Single-Cell Physiology

Abstract

Single-cell techniques have a long history of unveiling fundamental paradigms in biology. Recent improvements in the throughput, resolution, and availability of microfluidics, computational power, and genetically encoded fluorescence have led to a modern renaissance in microbial physiology. This resurgence in research activity has offered new perspectives on physiological processes such as growth, cell cycle, and cell size of model organisms such as Escherichia coli. We expect these single-cell techniques, coupled with the molecular revolution of biology's recent half-century, to continue illuminating unforeseen processes and patterns in microorganisms, the bedrock of biological science. In this article we review major open questions in single-cell physiology, provide a brief introduction to the techniques for scientists of diverse backgrounds, and highlight some pervasive issues and their solutions.

Keywords: cell cycle; growth; microbiology; microfluidics; quantitative biology; systems biology.

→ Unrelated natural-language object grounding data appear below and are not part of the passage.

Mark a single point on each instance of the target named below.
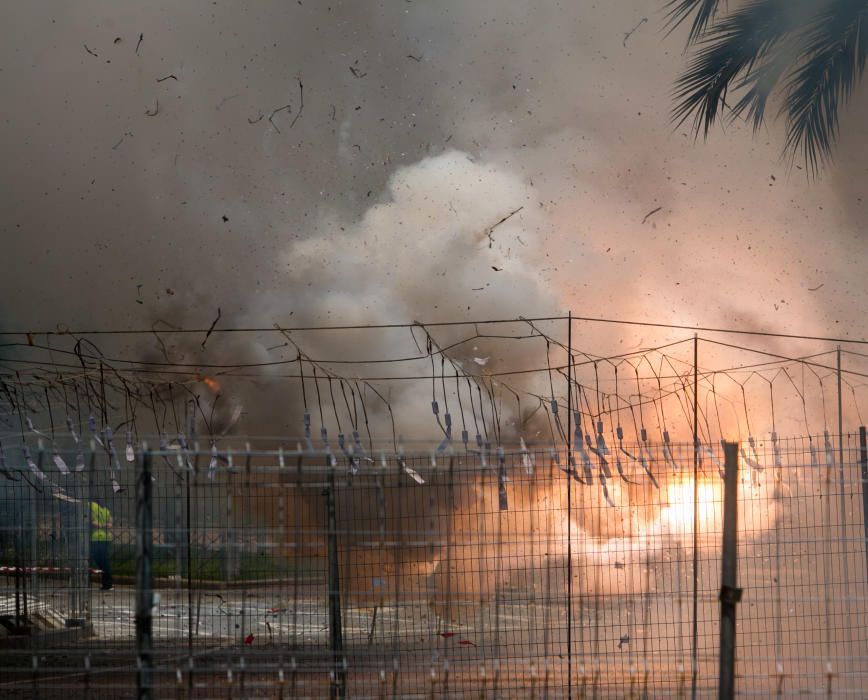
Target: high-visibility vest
(99, 523)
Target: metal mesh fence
(495, 573)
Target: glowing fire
(679, 510)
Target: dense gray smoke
(315, 163)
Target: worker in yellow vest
(100, 541)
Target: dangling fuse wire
(212, 464)
(501, 480)
(55, 453)
(114, 464)
(3, 470)
(464, 435)
(307, 438)
(79, 450)
(526, 458)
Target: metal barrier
(259, 572)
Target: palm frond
(680, 10)
(835, 51)
(761, 82)
(733, 46)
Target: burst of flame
(679, 511)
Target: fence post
(338, 684)
(730, 594)
(863, 463)
(144, 592)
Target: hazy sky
(149, 171)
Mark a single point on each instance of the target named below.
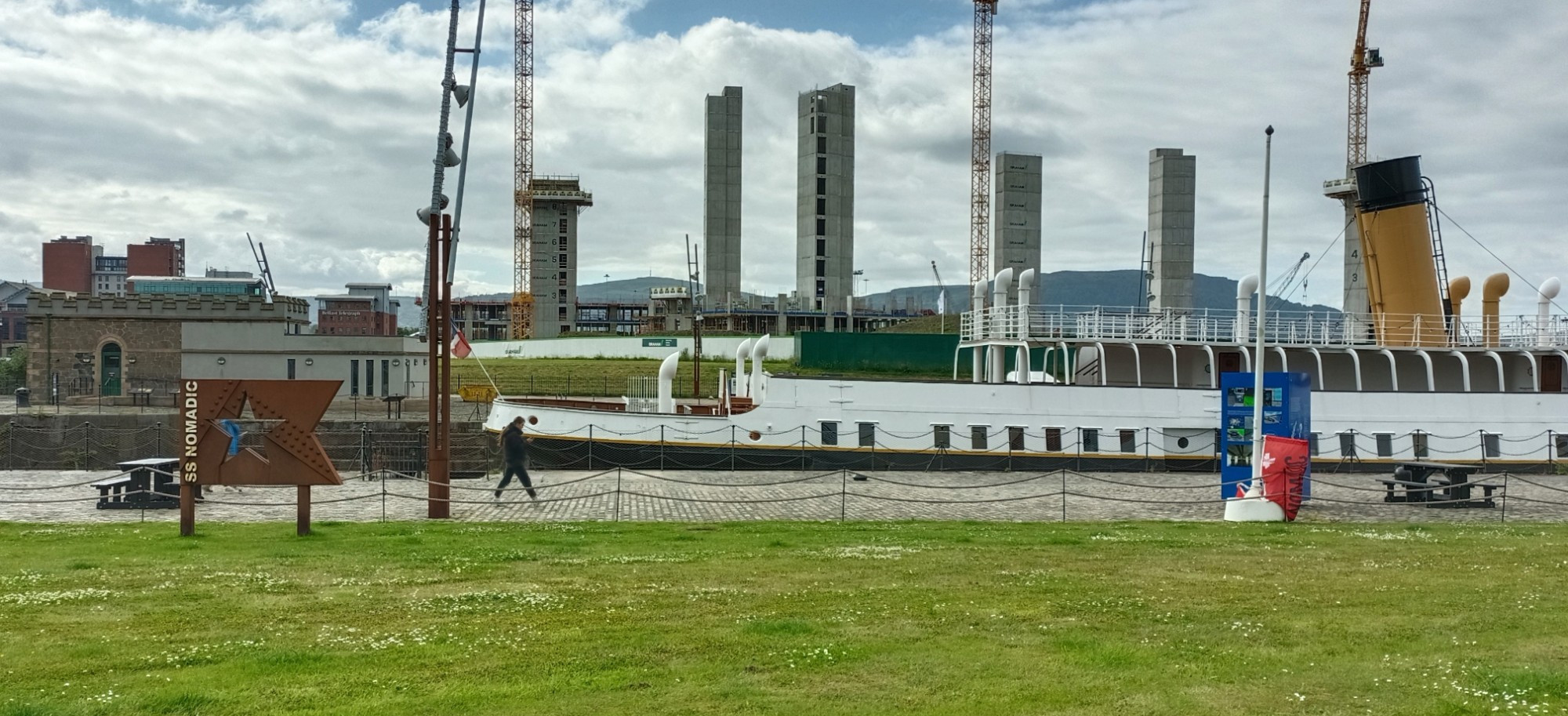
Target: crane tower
(1363, 59)
(981, 147)
(521, 314)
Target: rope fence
(620, 493)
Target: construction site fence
(622, 493)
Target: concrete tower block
(1017, 216)
(826, 198)
(722, 200)
(1172, 203)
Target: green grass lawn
(783, 619)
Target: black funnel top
(1390, 184)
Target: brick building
(156, 258)
(79, 266)
(368, 310)
(106, 347)
(68, 264)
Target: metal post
(1263, 302)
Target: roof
(247, 282)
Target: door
(1230, 362)
(1552, 374)
(109, 366)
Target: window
(1348, 443)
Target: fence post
(844, 492)
(1504, 498)
(1064, 495)
(802, 446)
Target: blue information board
(1288, 413)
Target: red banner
(1285, 468)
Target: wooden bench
(145, 484)
(1450, 485)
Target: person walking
(515, 456)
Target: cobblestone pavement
(65, 496)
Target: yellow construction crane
(521, 311)
(1362, 62)
(981, 148)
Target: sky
(311, 126)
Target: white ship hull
(880, 424)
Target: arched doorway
(109, 369)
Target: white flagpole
(1261, 313)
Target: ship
(1415, 377)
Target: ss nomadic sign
(272, 443)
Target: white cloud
(280, 120)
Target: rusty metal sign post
(212, 413)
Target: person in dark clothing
(515, 454)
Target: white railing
(1045, 324)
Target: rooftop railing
(1308, 329)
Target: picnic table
(143, 484)
(1450, 485)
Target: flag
(460, 346)
(1285, 465)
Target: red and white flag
(460, 346)
(1285, 468)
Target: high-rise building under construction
(557, 202)
(826, 198)
(722, 200)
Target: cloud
(316, 134)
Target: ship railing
(1047, 324)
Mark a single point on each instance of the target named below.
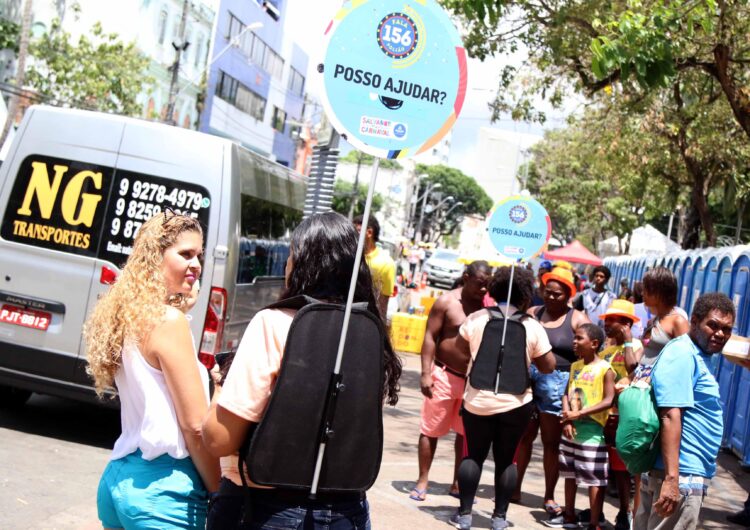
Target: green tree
(678, 66)
(343, 192)
(98, 72)
(468, 199)
(9, 35)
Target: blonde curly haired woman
(139, 342)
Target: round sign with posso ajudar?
(394, 75)
(519, 227)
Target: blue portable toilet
(725, 267)
(733, 381)
(618, 272)
(645, 264)
(711, 272)
(685, 281)
(676, 268)
(699, 274)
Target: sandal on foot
(418, 495)
(552, 508)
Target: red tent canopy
(574, 252)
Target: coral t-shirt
(486, 402)
(253, 373)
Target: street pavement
(53, 451)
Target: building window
(296, 82)
(163, 15)
(198, 50)
(279, 119)
(234, 92)
(234, 27)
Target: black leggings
(502, 431)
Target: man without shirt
(444, 371)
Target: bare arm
(171, 345)
(671, 434)
(223, 432)
(680, 326)
(429, 346)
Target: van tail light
(107, 276)
(213, 327)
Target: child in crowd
(583, 453)
(619, 319)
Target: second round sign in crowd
(289, 434)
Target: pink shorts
(441, 413)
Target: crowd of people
(180, 460)
(583, 349)
(506, 356)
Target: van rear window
(91, 210)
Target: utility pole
(355, 187)
(179, 47)
(23, 50)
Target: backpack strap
(302, 300)
(295, 302)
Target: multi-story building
(256, 83)
(153, 25)
(503, 153)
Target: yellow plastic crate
(407, 332)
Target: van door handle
(32, 303)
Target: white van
(74, 190)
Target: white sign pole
(348, 308)
(505, 323)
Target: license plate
(25, 317)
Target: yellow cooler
(407, 332)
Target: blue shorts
(548, 390)
(162, 493)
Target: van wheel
(13, 397)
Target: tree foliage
(468, 199)
(9, 35)
(98, 72)
(673, 72)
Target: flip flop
(418, 495)
(552, 508)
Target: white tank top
(147, 414)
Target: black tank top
(561, 339)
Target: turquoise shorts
(163, 493)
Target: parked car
(74, 189)
(443, 268)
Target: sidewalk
(392, 509)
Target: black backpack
(308, 402)
(502, 369)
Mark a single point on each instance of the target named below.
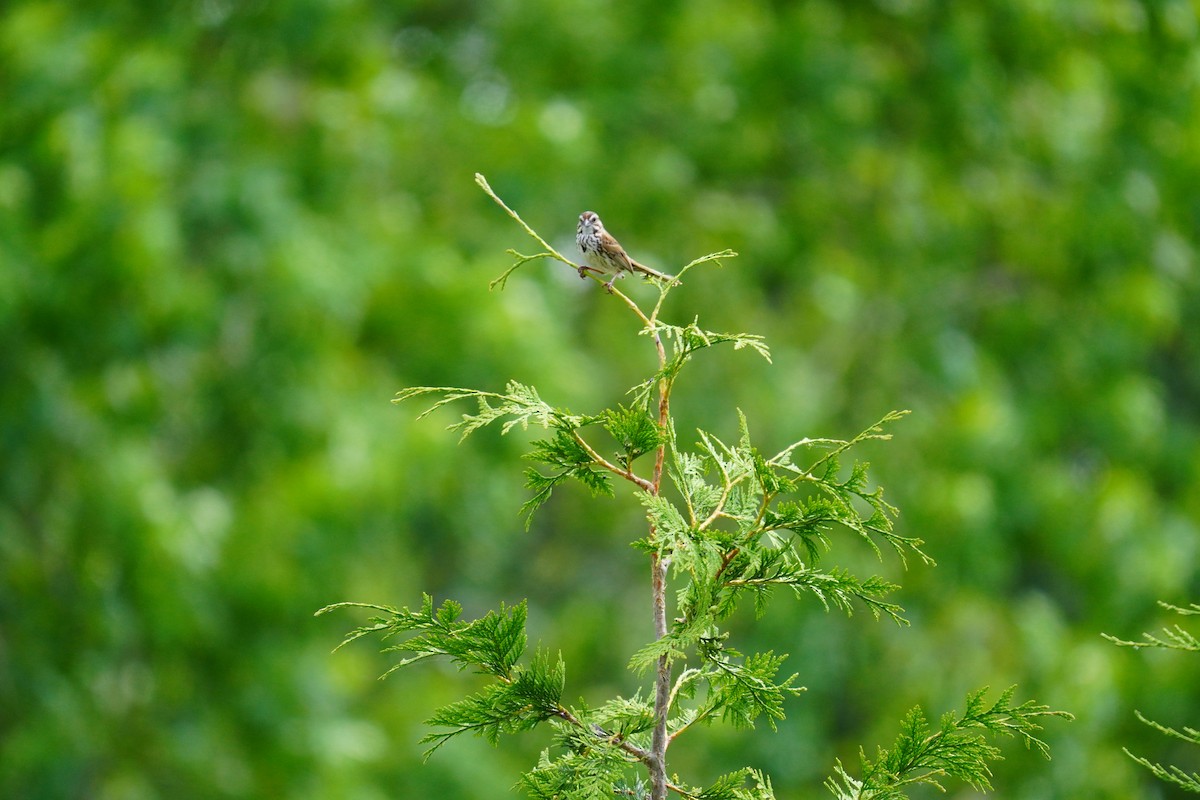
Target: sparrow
(605, 254)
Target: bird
(605, 254)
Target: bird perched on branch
(605, 254)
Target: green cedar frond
(517, 401)
(1174, 637)
(687, 340)
(742, 692)
(491, 644)
(634, 429)
(733, 787)
(564, 452)
(955, 749)
(528, 697)
(1171, 774)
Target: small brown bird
(605, 254)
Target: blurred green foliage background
(229, 232)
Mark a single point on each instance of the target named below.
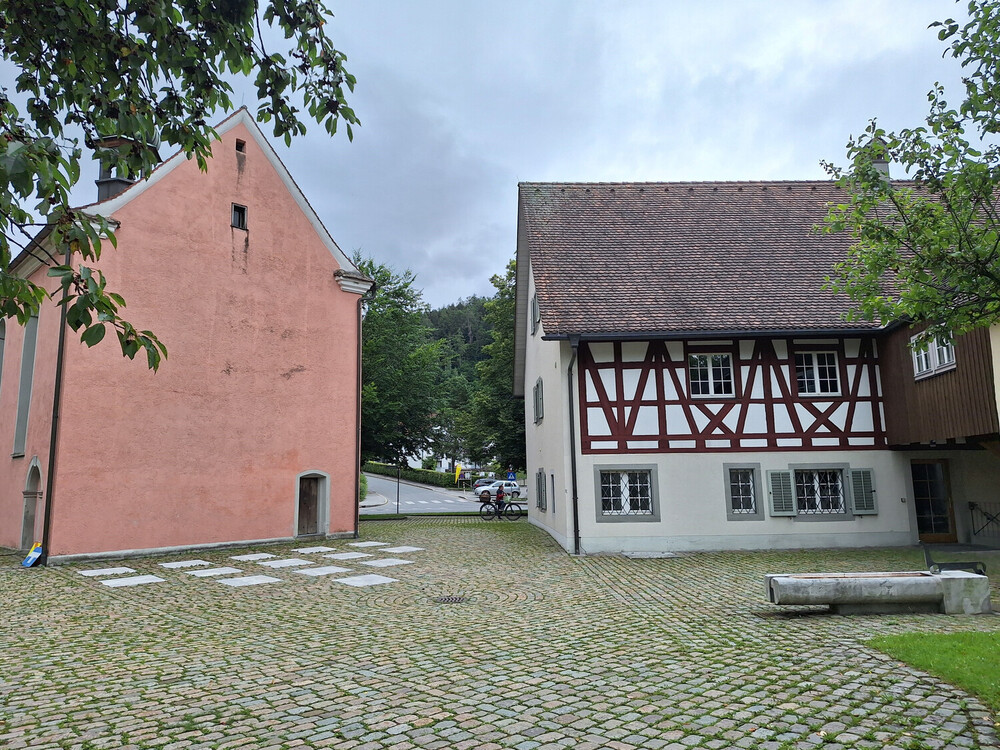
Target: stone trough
(950, 591)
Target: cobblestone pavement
(547, 652)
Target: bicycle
(491, 509)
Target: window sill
(938, 371)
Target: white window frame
(932, 358)
(635, 510)
(705, 362)
(751, 472)
(818, 504)
(811, 370)
(857, 486)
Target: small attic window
(239, 216)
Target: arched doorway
(312, 503)
(32, 496)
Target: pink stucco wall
(14, 470)
(260, 383)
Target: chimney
(112, 180)
(880, 160)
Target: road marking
(106, 572)
(205, 573)
(132, 581)
(185, 564)
(347, 555)
(387, 562)
(289, 563)
(324, 571)
(249, 580)
(368, 580)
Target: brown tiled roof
(647, 258)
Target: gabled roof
(662, 258)
(241, 116)
(679, 259)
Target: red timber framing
(636, 398)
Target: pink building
(249, 431)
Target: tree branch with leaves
(926, 249)
(153, 71)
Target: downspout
(50, 478)
(366, 297)
(574, 342)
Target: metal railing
(985, 519)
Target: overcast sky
(461, 99)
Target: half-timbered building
(695, 385)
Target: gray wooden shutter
(781, 493)
(863, 492)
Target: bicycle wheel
(512, 511)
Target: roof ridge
(686, 182)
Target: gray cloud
(459, 101)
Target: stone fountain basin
(950, 592)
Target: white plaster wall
(995, 352)
(691, 491)
(973, 477)
(547, 442)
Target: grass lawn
(970, 661)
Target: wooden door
(932, 498)
(308, 506)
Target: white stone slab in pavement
(347, 556)
(132, 581)
(249, 580)
(291, 562)
(324, 571)
(386, 562)
(213, 572)
(368, 580)
(106, 572)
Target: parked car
(489, 491)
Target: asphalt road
(413, 498)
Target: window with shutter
(863, 492)
(540, 490)
(539, 404)
(781, 493)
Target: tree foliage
(400, 368)
(152, 70)
(495, 422)
(928, 249)
(462, 330)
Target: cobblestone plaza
(479, 635)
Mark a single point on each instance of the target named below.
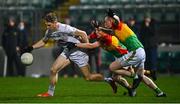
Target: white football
(27, 58)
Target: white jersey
(64, 33)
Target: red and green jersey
(127, 37)
(111, 44)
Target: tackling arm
(82, 34)
(39, 44)
(88, 45)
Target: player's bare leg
(89, 76)
(153, 86)
(57, 66)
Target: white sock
(51, 89)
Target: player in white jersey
(65, 35)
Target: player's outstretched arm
(88, 45)
(83, 35)
(39, 44)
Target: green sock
(157, 90)
(132, 75)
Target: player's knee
(111, 68)
(87, 78)
(53, 71)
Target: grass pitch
(71, 90)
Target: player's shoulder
(63, 27)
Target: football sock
(136, 81)
(51, 89)
(107, 79)
(157, 90)
(132, 75)
(122, 84)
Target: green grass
(78, 90)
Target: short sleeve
(46, 36)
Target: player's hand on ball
(95, 23)
(71, 45)
(27, 49)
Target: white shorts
(78, 57)
(133, 58)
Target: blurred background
(156, 23)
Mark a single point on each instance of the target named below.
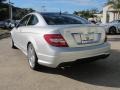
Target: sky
(60, 5)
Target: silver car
(51, 39)
(113, 27)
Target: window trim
(30, 19)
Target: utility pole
(10, 10)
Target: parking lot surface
(15, 73)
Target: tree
(115, 4)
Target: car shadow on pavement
(104, 72)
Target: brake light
(55, 40)
(105, 38)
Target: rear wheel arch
(112, 29)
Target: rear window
(61, 19)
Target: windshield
(62, 19)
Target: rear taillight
(55, 40)
(105, 38)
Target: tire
(12, 44)
(32, 57)
(112, 30)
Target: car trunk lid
(83, 35)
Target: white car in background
(51, 39)
(113, 27)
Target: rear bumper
(73, 54)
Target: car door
(17, 31)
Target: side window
(33, 20)
(24, 21)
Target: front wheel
(32, 57)
(112, 30)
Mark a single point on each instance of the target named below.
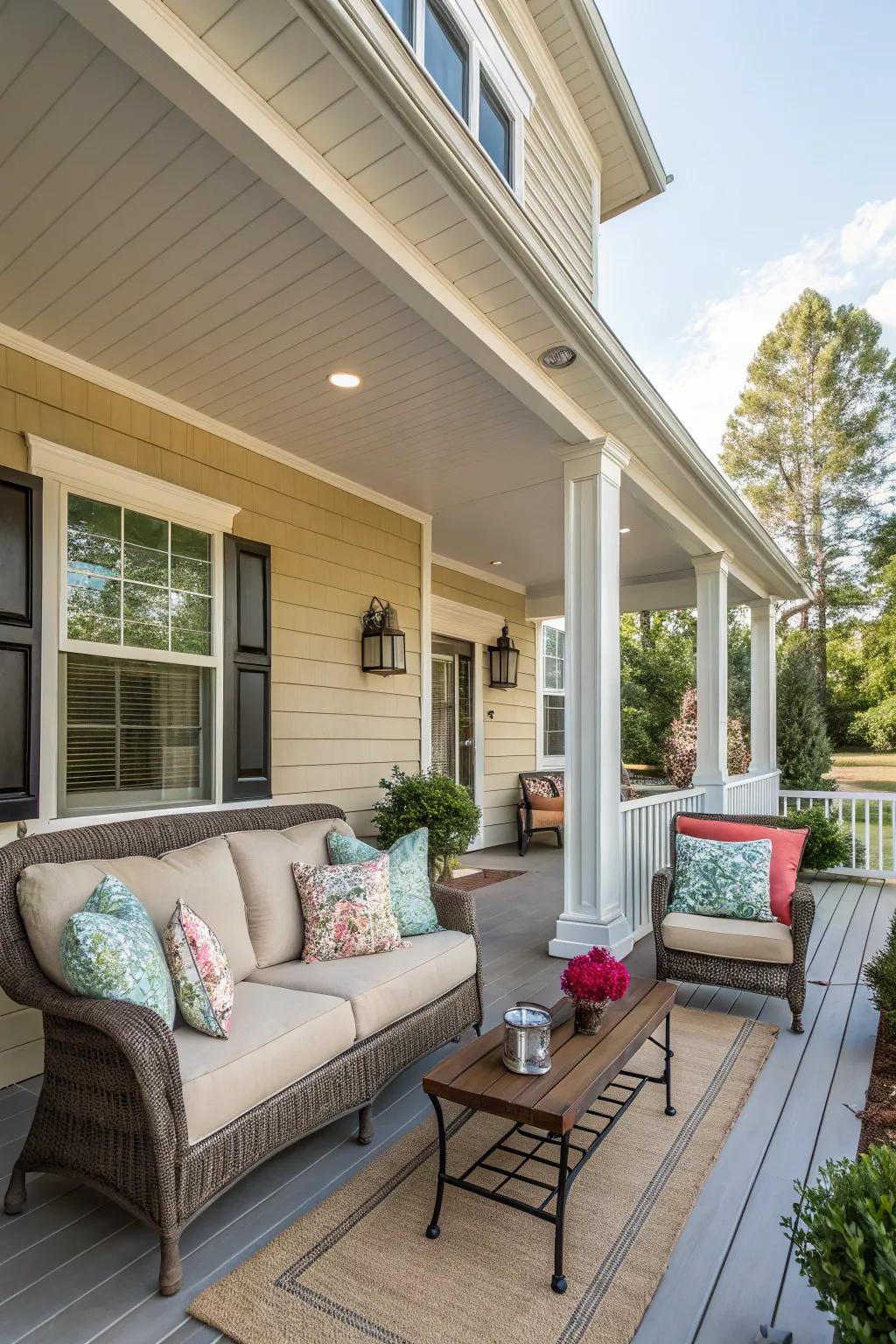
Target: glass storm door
(453, 729)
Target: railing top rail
(837, 794)
(659, 799)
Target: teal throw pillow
(725, 878)
(409, 877)
(110, 950)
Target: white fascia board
(160, 47)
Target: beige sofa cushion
(203, 875)
(277, 1037)
(743, 940)
(265, 865)
(387, 985)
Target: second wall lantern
(382, 640)
(504, 659)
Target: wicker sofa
(767, 958)
(164, 1121)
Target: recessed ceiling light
(557, 356)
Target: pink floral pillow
(200, 972)
(346, 909)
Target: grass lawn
(865, 772)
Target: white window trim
(488, 49)
(65, 469)
(543, 762)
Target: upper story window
(468, 60)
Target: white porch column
(763, 687)
(712, 677)
(592, 889)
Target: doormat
(359, 1268)
(482, 878)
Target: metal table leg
(667, 1073)
(557, 1280)
(433, 1230)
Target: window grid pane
(136, 579)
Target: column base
(577, 935)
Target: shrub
(803, 746)
(680, 747)
(880, 973)
(830, 843)
(429, 800)
(844, 1234)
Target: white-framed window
(464, 54)
(132, 640)
(551, 694)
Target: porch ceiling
(132, 240)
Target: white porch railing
(870, 819)
(645, 847)
(752, 794)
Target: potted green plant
(429, 800)
(844, 1236)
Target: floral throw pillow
(200, 972)
(110, 950)
(724, 878)
(346, 909)
(409, 877)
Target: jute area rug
(359, 1268)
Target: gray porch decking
(75, 1269)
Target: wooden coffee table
(569, 1112)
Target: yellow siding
(509, 737)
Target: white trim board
(25, 344)
(82, 471)
(486, 576)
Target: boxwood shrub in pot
(429, 800)
(844, 1234)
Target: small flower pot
(587, 1018)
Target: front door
(453, 727)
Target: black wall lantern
(504, 657)
(382, 641)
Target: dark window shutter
(20, 534)
(248, 669)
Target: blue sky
(778, 120)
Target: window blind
(135, 732)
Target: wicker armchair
(765, 977)
(110, 1110)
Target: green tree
(808, 441)
(803, 746)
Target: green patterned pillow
(110, 949)
(725, 878)
(409, 877)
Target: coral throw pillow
(786, 852)
(110, 949)
(200, 972)
(723, 878)
(409, 877)
(346, 909)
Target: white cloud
(703, 381)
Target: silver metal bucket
(527, 1040)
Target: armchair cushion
(786, 852)
(742, 940)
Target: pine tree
(803, 747)
(808, 443)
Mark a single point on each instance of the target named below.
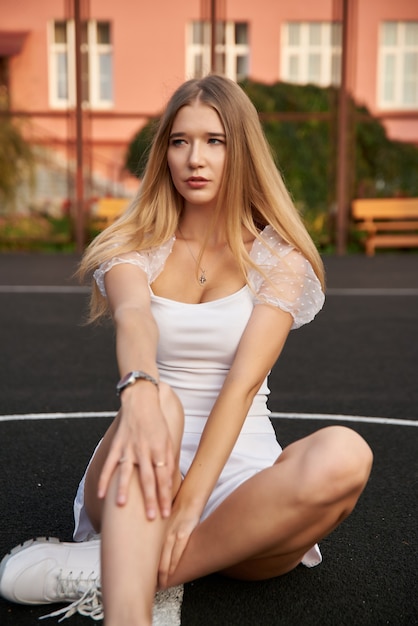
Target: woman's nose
(195, 155)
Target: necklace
(202, 278)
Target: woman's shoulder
(150, 260)
(284, 278)
(269, 245)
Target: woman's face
(196, 154)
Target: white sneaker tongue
(89, 603)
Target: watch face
(125, 380)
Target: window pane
(241, 33)
(314, 68)
(105, 70)
(336, 34)
(220, 33)
(315, 34)
(410, 87)
(336, 69)
(60, 32)
(242, 67)
(390, 34)
(103, 32)
(85, 86)
(389, 78)
(294, 34)
(62, 76)
(197, 32)
(411, 33)
(293, 68)
(198, 65)
(220, 63)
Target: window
(96, 64)
(231, 50)
(311, 53)
(398, 65)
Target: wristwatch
(132, 377)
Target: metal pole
(79, 216)
(212, 35)
(342, 157)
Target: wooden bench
(107, 210)
(388, 222)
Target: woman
(204, 277)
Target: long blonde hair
(252, 193)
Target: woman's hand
(182, 523)
(141, 443)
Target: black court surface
(356, 364)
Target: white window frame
(94, 50)
(326, 51)
(393, 70)
(230, 49)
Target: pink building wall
(149, 59)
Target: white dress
(197, 345)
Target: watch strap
(132, 377)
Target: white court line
(332, 291)
(273, 415)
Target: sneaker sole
(21, 547)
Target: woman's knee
(337, 466)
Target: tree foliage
(305, 149)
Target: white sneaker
(45, 571)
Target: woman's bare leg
(267, 525)
(261, 530)
(131, 544)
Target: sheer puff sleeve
(289, 282)
(150, 261)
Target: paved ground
(359, 358)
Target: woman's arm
(142, 436)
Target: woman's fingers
(164, 471)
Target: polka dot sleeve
(150, 261)
(290, 282)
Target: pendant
(202, 278)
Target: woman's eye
(177, 142)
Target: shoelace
(89, 603)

Figure 1. Single-cell experiments of Escherichia coli reveal the size control mechanism by parameters that are not accessible in a population average experiment

(a) Generation time, τ, is negatively correlated with newborn size, s_b, ruling out the timer model. (b) Single-cell data show a systematic deviation from the growth law. The population average data (red lines and red symbols) confirm the classic work of Schaechter et al. (79), but single-cell data (black symbols) systematically deviate from the growth law. This deviation is related to how cells control their size in a steady-state growth condition. (c) Cells add a constant size, Δ, from birth to division, independent of their size at birth, s_b. Figure based on data from Wang et al. (98).

Figure 2. Cell cycle of Escherichia coli cells

(a) In slow-growth conditions (generation time larger than C and D periods combined), the cell cycle has three distinct steps: the time between birth and initiation of chromosome replication (B period, green arrow; length depends on generation time), the time of chromosome replication (C period, blue arrow; 40 min), and the gap between termination of chromosome replication and division (D period, orange arrow; 20 min). (b) In fast-growth conditions, multiple cell cycles must overlap because the period C + D is constant and longer than the generation time. The illustration shows chromosome replication spanning two generations. Under all growth conditions, one round of the replication cycle must be coupled to one round of the division cycle.

Figure 3. Shape changes of Escherichia coli cells during the transition from slow-growth to fast-growth conditions

(a) Anisotropic change of cell morphology observed by Woldringh et al. (104) leading to the conclusion that the old pole is metabolically inert in terms of the turnover rate of constituent materials relative to the sides of the cell wall. (b) A nutrient shift-up experiment in a microfluidic device consistent with and extending the anisotropic interpretation. The tapered pole was indeed the result of the old pole dimensions changing slower than the size of the adjacent side walls. The tapered old pole eventually regained normal shape and dimensions, indicating the cell pole is not completely inert. Panel a is reprinted from Reference , with permission from Elsevier.

Figure 4. Strong effect of fluorescence imaging on growth

(a) A phase contrast/GFP overlay of a single field of view of Escherichia coli cells expressing Ssb-GFP (a GFP fusion of a single-stranded binding protein) grown in steady-state conditions. Cells imaged approximately 20 times per cell cycle for approximately 3 days with a fluorescence excitation illumination gradient across the field of view (cells on the left-hand side experience minimal illumination, whereas the exposure is maximum on the right-hand side). (b) A slice from an image taken with the same optical alignment of an FITC (fluorescein isothiocyanate) solution showing the intensity gradient. (c) Co-plot of FITC fluorescence intensity (a.u.) and growth rate (1/h) versus position in the field of view. As fluorescence intensity increases, the growth rate decreases. The insets show the intensity profile of the fluorescence image along a line passing through cells from different channels, as they experience different excitation light intensity.